Старый профессор, подвижной сангвиник, сделал ему операцию. Очень сложную и — удачно! Говорили: «Девятую в мире, вторую в СССР!..»

Паренек стонет, бредит. Бабка не спит при нем которую ночь.

А профессор, как бог, в белом окружении ангелов-студенток, гремит радостно над койкой:

— Спасибо, мальчик, спасибо, милый мой, за то, что ты привез мне такую интересную болезнь!..


***

Плывем по Амуру. Смотрю на зеленую сопку. Вспоминаются сыромятные лапти — большущие, старые, латаные-перелатанные, даже подбитые расплющенными баночками от ваксы. Лапти старого дядьки Ивана. И его рассказы про японскую войну, которые я также, как и лапти, знаю с детства.
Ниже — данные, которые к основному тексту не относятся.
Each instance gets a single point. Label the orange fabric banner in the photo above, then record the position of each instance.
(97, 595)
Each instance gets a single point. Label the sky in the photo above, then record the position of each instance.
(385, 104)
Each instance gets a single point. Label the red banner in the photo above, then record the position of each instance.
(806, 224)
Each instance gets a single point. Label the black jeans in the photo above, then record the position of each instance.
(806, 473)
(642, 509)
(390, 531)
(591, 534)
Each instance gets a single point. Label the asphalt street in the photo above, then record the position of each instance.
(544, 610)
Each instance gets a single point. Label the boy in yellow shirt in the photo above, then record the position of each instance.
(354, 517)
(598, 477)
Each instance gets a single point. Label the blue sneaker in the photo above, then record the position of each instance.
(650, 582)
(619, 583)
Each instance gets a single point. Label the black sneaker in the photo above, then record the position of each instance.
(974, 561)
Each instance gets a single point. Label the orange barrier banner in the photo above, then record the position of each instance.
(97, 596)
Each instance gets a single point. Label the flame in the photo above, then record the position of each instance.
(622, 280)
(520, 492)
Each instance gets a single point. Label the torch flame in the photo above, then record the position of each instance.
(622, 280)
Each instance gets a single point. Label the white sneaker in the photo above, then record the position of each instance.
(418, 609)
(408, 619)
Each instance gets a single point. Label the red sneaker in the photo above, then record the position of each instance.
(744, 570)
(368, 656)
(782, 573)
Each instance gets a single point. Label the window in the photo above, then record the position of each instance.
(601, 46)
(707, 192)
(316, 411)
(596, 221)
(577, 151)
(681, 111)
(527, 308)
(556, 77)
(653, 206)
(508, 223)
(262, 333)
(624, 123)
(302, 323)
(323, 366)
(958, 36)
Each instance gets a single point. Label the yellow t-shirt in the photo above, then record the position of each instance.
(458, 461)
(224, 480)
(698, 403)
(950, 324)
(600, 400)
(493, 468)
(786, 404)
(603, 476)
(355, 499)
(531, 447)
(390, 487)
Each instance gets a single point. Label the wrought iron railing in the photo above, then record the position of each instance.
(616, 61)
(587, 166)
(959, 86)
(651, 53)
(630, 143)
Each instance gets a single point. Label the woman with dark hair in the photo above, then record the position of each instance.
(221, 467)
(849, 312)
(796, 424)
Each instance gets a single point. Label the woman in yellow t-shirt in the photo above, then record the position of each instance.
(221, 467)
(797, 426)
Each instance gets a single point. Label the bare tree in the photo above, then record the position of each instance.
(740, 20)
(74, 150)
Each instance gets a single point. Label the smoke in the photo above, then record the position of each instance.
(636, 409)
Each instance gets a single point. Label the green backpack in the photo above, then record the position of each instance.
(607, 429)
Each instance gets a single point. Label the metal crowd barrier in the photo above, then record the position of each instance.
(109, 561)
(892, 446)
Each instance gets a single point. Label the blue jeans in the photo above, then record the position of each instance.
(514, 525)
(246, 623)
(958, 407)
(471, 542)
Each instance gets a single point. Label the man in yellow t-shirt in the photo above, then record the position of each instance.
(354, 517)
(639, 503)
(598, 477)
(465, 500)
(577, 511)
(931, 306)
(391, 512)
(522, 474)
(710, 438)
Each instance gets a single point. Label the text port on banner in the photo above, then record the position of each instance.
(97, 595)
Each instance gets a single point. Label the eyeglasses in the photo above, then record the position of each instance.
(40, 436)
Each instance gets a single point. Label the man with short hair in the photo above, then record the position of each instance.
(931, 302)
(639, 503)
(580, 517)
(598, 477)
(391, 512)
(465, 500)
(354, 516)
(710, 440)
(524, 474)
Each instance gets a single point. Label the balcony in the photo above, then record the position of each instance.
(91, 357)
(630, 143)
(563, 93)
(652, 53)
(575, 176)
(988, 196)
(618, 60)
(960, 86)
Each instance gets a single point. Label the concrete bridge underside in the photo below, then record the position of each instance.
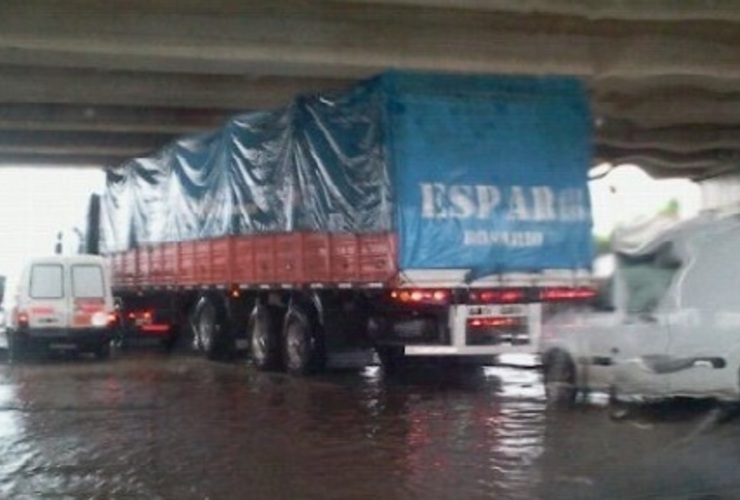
(84, 82)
Теперь выразительно, с какой-то кинонаглядностью представилось это все здесь, на склоне этой сопки.

Белая гимнастерка, белая бескозырка, шинельная скатка через плечо, длиннющая винтовка с нахально-непобедимым штыком...
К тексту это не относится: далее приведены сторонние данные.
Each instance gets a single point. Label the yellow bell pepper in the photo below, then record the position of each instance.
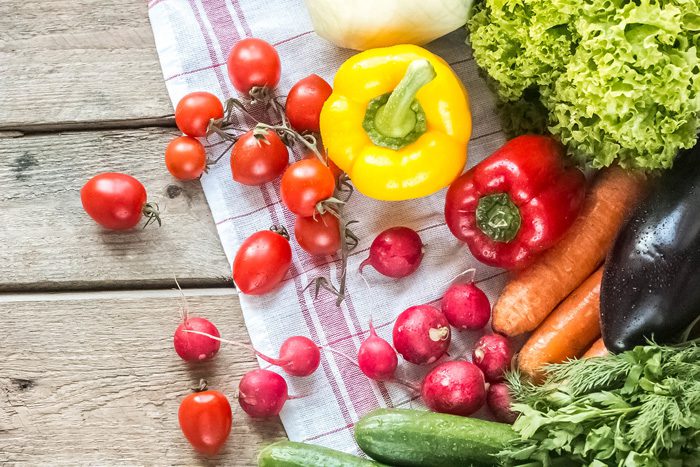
(397, 123)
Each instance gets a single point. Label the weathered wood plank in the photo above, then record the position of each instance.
(51, 244)
(93, 379)
(65, 63)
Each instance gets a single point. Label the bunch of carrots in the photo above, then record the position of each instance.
(557, 297)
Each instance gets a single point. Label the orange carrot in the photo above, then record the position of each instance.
(567, 332)
(596, 350)
(534, 292)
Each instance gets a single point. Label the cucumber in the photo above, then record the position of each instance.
(291, 454)
(417, 438)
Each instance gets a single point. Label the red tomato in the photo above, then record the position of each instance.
(253, 62)
(331, 165)
(305, 184)
(261, 262)
(254, 162)
(194, 111)
(319, 236)
(185, 158)
(305, 101)
(205, 420)
(115, 201)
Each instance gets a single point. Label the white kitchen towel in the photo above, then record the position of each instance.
(193, 39)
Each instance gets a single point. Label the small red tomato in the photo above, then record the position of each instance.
(195, 110)
(116, 201)
(335, 170)
(185, 158)
(261, 262)
(257, 161)
(253, 63)
(318, 235)
(205, 420)
(305, 101)
(304, 184)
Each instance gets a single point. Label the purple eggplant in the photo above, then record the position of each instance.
(651, 283)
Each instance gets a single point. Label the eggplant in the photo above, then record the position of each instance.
(651, 282)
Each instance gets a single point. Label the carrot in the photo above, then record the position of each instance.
(596, 350)
(534, 292)
(567, 332)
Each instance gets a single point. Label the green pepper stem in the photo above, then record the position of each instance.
(396, 119)
(498, 217)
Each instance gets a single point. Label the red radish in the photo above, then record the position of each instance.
(466, 306)
(299, 356)
(396, 252)
(492, 354)
(192, 347)
(421, 334)
(455, 387)
(498, 400)
(262, 393)
(376, 358)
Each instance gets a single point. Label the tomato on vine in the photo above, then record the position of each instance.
(258, 160)
(195, 110)
(305, 184)
(305, 101)
(117, 201)
(253, 63)
(205, 420)
(262, 261)
(185, 158)
(319, 234)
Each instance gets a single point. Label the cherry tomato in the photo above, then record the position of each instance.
(194, 111)
(185, 158)
(331, 165)
(253, 62)
(261, 262)
(254, 161)
(305, 101)
(318, 235)
(205, 420)
(116, 201)
(305, 184)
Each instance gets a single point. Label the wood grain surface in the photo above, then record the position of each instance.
(51, 244)
(92, 378)
(86, 63)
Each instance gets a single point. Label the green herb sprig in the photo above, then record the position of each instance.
(637, 408)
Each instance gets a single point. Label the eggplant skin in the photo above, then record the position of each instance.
(651, 282)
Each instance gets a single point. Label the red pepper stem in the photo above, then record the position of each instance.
(498, 217)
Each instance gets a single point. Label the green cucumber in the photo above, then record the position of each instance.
(291, 454)
(418, 438)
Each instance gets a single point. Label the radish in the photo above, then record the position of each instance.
(498, 400)
(192, 347)
(396, 252)
(466, 306)
(299, 356)
(455, 387)
(376, 358)
(492, 354)
(421, 334)
(262, 393)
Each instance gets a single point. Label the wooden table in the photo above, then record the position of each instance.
(88, 372)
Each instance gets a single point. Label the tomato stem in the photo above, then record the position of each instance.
(150, 210)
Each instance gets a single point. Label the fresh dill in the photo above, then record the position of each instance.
(637, 408)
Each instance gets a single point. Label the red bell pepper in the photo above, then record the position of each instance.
(515, 203)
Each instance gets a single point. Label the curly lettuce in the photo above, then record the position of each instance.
(618, 81)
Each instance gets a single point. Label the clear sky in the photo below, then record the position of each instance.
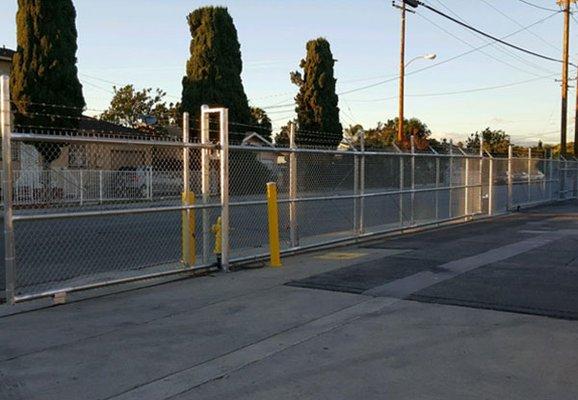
(145, 42)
И так далеко от дома, куда он, дядька Иван, вернулся с георгиевским крестом и со скрипучими до смерти ранами. В ту самую бедность, к тем самым лаптям. Так и не зная, за что и почему шел под пули, штыки и осколки, за что и зачем сам убивал...


***

Черный, темный, «обиженный богом» бобыль долго и скучно рассказывает, как он было занемог...

Пусть рассказывает, надо же ему найти хоть какое-то облегчение!


***

В бедной, послевоенной деревне много дачников.
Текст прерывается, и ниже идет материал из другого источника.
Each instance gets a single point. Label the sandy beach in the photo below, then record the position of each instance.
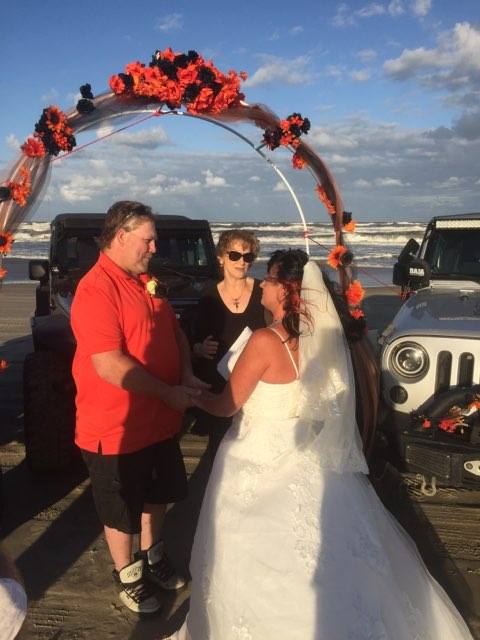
(51, 530)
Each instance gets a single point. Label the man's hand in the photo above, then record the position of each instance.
(180, 397)
(190, 380)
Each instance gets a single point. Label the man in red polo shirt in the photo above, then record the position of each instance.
(134, 380)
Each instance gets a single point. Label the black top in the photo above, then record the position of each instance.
(215, 319)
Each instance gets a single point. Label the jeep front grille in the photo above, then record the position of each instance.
(443, 378)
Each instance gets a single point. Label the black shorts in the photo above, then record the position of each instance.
(123, 483)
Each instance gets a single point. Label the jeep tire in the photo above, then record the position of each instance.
(49, 412)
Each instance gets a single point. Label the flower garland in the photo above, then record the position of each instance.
(178, 78)
(456, 420)
(17, 190)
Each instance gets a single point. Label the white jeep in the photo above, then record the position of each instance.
(430, 355)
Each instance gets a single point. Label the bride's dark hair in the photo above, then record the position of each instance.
(290, 263)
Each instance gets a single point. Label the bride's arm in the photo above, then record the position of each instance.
(250, 367)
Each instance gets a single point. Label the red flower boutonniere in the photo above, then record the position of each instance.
(6, 242)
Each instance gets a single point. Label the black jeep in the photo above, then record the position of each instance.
(184, 260)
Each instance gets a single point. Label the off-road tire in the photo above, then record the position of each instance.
(49, 412)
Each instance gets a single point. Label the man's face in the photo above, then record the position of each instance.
(138, 246)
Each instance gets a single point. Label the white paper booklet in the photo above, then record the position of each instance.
(226, 364)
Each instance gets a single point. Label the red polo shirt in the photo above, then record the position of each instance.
(112, 310)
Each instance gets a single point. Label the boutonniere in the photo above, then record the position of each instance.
(151, 286)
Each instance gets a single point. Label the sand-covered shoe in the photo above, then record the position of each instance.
(136, 591)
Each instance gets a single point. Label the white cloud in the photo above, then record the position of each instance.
(81, 188)
(421, 7)
(390, 182)
(396, 8)
(360, 183)
(282, 70)
(147, 139)
(13, 142)
(345, 17)
(170, 22)
(49, 96)
(212, 180)
(360, 75)
(366, 55)
(296, 31)
(454, 64)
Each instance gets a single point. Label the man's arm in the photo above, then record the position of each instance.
(123, 371)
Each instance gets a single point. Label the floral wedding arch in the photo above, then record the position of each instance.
(187, 84)
(169, 83)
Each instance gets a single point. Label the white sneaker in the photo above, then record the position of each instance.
(136, 594)
(160, 571)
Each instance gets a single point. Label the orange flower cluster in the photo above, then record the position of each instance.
(175, 79)
(34, 148)
(6, 242)
(297, 161)
(355, 293)
(456, 418)
(335, 256)
(322, 194)
(19, 191)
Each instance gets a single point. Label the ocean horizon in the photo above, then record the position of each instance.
(375, 245)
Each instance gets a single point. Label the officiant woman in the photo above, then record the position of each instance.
(224, 310)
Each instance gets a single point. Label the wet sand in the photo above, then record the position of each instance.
(51, 530)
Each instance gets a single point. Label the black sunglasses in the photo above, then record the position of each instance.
(236, 255)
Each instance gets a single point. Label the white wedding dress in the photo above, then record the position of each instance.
(289, 547)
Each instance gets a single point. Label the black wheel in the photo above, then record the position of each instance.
(49, 412)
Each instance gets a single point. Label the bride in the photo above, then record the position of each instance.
(292, 542)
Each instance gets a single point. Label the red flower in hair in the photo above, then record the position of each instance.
(354, 294)
(34, 148)
(6, 242)
(322, 194)
(335, 256)
(116, 84)
(357, 314)
(297, 161)
(20, 190)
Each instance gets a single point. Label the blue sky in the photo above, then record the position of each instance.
(392, 89)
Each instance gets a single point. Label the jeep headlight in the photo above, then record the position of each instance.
(409, 360)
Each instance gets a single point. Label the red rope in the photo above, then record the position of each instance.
(107, 135)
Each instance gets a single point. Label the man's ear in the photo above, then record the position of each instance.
(121, 236)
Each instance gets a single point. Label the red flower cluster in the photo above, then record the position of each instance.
(6, 242)
(19, 191)
(335, 256)
(52, 135)
(175, 79)
(355, 293)
(297, 161)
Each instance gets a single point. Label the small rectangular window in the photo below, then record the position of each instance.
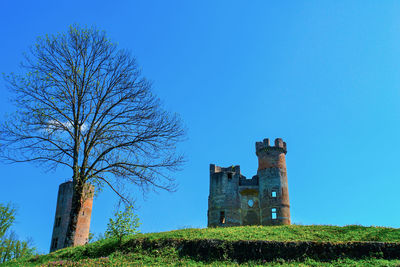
(273, 214)
(58, 222)
(54, 243)
(222, 217)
Когда по улице проходит стадо, городские дети кормят коз хлебом и печеньем. .

Пастух, пожилой и сухощавый мужичишка, злобно стегает козу кнутом.

Мамы-дачницы возмущаются. Им «соль достается» легче!..


***

Когда-то в соседней деревне была чума. Из окруженной деревни вырвался один зачумленный. Мужчины, караульные, пришибли его кольями, закопали почти живого.

На этом месте стоит теперь каменный памятник с крестом. И камень уже в лишайниках, и крест чугунный порыжел, а люди все еще рассказывают о той страшной необходимости — как будто прося прощения, тихо и немного торжественно.


***

Вчера смотрел интересную кинокартину «В мире животных».

Международный коллектив ее создателей с особым мастерством и старанием показал борьбу за существование — пожирание сверху вниз, по лестнице силы, хитрости, ловкости.

Думалось — и вчера, и сегодня утром,— что или мир не так устроен, или я совсем испортился: почему так болезненно воспринимаю обиду более слабого?..

Или просто я — человек, а нам свойственна иная форма сосуществования?

Если человеческий разум подпряжется к звериным нормам поведения, к тому «моральному кодексу» — будет фашизм во всех его проявлениях.

Вспомнил рассказ одного из друзей.

Два отца погибли на фронте. А жены их, две матери, были зверски замучены гитлеровцами. Чудом выжили только дети двух семей, мальчик и девочка. Потом они полюбили друг друга, поженились.

Теперь их сын, уже подросток, смотрит на телеэкране международную встречу боксеров.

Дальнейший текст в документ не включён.